May December
Todd Haynes, USA, 2023o
Vingt ans après que leur histoire d'amour ait fait la une de la presse, Gracie et son mari Joe, de 23 ans son cadet, se préparent à faire entrer leurs jumeaux à l'université. Lorsque l'actrice hollywoodienne Elizabeth passe du temps avec la famille parce qu'elle doit incarner Gracie dans un film, les conflits sous-jacents du couple remontent à la surface. De plus, l'actrice s'immisce de plus en plus dans la structure familiale.
Avec Far From Heaven (2002), Carol (2015) et la mini-série Mildred Pierce (2011), l'Américain Todd Haynes s'est fait connaître pour ses mélodrames aux personnages féminins complexes. Ces femmes cherchent à se libérer du carcan des idéaux familiaux, des représentations et des valeurs traditionnelles, mais se heurtent à un rejet féroce. À cet égard, May December est plus ambigu, dans la mesure où la protagoniste n'est pas une victime des contraintes sociales, mais évolue elle-même en zone trouble.
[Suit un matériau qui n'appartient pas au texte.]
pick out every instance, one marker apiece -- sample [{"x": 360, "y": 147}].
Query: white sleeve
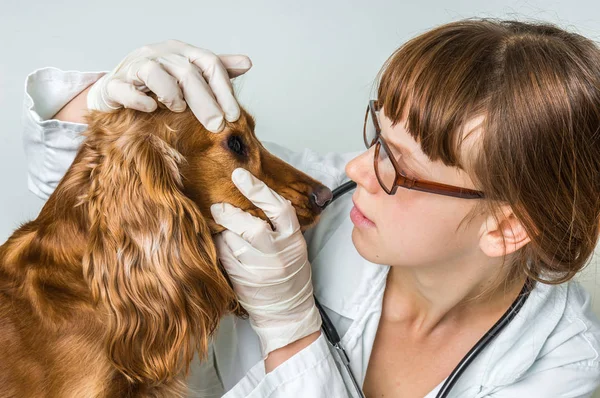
[
  {"x": 310, "y": 373},
  {"x": 570, "y": 381},
  {"x": 50, "y": 144}
]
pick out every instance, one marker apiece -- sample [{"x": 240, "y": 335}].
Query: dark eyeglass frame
[{"x": 402, "y": 180}]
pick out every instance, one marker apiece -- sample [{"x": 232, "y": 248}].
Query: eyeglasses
[{"x": 389, "y": 165}]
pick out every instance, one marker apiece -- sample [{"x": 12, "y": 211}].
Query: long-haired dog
[{"x": 116, "y": 285}]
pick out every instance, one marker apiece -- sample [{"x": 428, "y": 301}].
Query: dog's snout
[{"x": 321, "y": 196}]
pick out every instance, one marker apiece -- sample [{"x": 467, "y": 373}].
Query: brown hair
[{"x": 537, "y": 88}]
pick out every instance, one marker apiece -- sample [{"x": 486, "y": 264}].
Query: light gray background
[{"x": 314, "y": 61}]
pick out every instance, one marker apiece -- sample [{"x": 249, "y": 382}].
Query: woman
[{"x": 480, "y": 177}]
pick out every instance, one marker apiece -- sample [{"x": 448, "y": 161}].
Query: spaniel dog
[{"x": 116, "y": 285}]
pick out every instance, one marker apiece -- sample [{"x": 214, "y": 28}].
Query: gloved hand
[
  {"x": 269, "y": 270},
  {"x": 177, "y": 73}
]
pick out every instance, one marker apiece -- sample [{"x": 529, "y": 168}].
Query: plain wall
[{"x": 315, "y": 62}]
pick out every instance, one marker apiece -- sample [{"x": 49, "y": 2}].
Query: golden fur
[{"x": 116, "y": 285}]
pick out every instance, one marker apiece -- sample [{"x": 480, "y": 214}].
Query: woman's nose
[{"x": 361, "y": 170}]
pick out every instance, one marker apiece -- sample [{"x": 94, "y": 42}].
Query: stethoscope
[{"x": 334, "y": 339}]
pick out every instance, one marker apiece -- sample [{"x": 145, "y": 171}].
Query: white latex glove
[
  {"x": 177, "y": 73},
  {"x": 269, "y": 270}
]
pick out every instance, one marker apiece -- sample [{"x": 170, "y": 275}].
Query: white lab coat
[{"x": 549, "y": 350}]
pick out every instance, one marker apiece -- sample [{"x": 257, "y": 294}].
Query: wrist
[{"x": 280, "y": 355}]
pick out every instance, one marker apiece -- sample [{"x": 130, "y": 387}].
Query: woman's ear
[
  {"x": 502, "y": 233},
  {"x": 150, "y": 260}
]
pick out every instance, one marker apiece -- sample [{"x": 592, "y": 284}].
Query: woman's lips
[{"x": 359, "y": 219}]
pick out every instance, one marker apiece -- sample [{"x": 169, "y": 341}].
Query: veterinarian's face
[
  {"x": 211, "y": 158},
  {"x": 410, "y": 228}
]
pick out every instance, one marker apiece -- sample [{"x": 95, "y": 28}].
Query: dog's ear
[{"x": 150, "y": 259}]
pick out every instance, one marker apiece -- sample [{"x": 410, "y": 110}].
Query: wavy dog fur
[{"x": 114, "y": 288}]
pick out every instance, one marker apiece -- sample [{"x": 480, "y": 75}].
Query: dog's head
[{"x": 150, "y": 259}]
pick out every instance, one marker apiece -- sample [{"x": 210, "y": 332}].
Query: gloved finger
[
  {"x": 128, "y": 96},
  {"x": 235, "y": 269},
  {"x": 279, "y": 210},
  {"x": 161, "y": 83},
  {"x": 236, "y": 64},
  {"x": 217, "y": 77},
  {"x": 253, "y": 230},
  {"x": 196, "y": 91}
]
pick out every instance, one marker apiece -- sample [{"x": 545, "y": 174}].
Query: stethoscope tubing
[{"x": 512, "y": 311}]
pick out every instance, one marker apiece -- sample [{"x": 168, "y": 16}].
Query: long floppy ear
[{"x": 150, "y": 259}]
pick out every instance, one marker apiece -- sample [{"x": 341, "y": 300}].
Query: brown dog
[{"x": 116, "y": 284}]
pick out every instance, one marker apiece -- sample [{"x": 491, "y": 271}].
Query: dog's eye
[{"x": 236, "y": 144}]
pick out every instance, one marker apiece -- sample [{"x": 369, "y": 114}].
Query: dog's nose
[{"x": 321, "y": 196}]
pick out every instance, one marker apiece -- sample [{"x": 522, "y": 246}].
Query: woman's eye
[{"x": 236, "y": 145}]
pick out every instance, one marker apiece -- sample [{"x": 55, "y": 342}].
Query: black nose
[{"x": 321, "y": 196}]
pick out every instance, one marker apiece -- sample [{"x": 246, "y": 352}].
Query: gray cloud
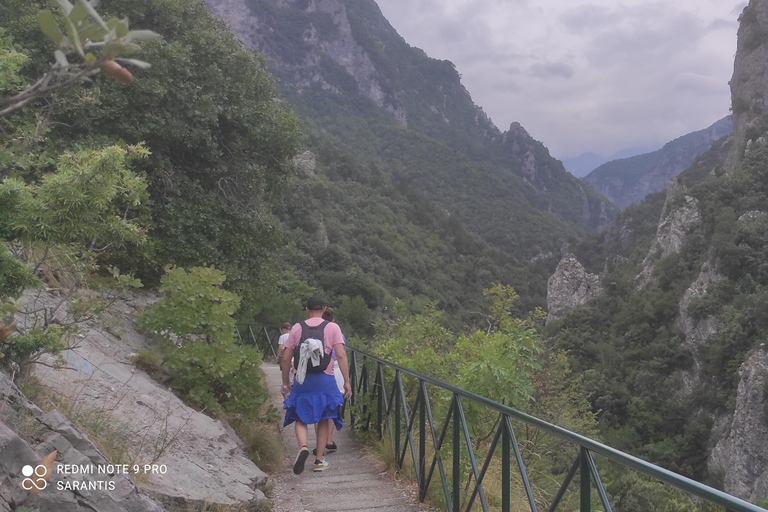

Julianne Moore incarne une femme d'une soixantaine d'années dont la liaison avec un garçon de 13 ans, il y a vingt ans de cela, fit scandale et aboutit à une grossesse et à la naissance de deux enfants en prison. Vingt ans plus tard, le couple et ses trois enfants bientôt adultes reçoivent la visite d'une actrice (Natalie Portman), engagée pour incarner la protagoniste de cette histoire scandaleuse dans un film de fiction. Son enquête ébranle rapidement la fragile construction familiale, amenant le public à se demander qui observe et manipule qui, qui garde le contrôle et poursuit quels objectifs. Le récit est subtilement raconté, fascinant dans ses ambivalences, bien que la fin du film semble indécise. En tout cas, ne vous attendez pas à une résolution sans faille du drame familial ; May December relève plutôt du drame psychologique, laissant le public avec un sentiment dérangeant d'incertitude morale.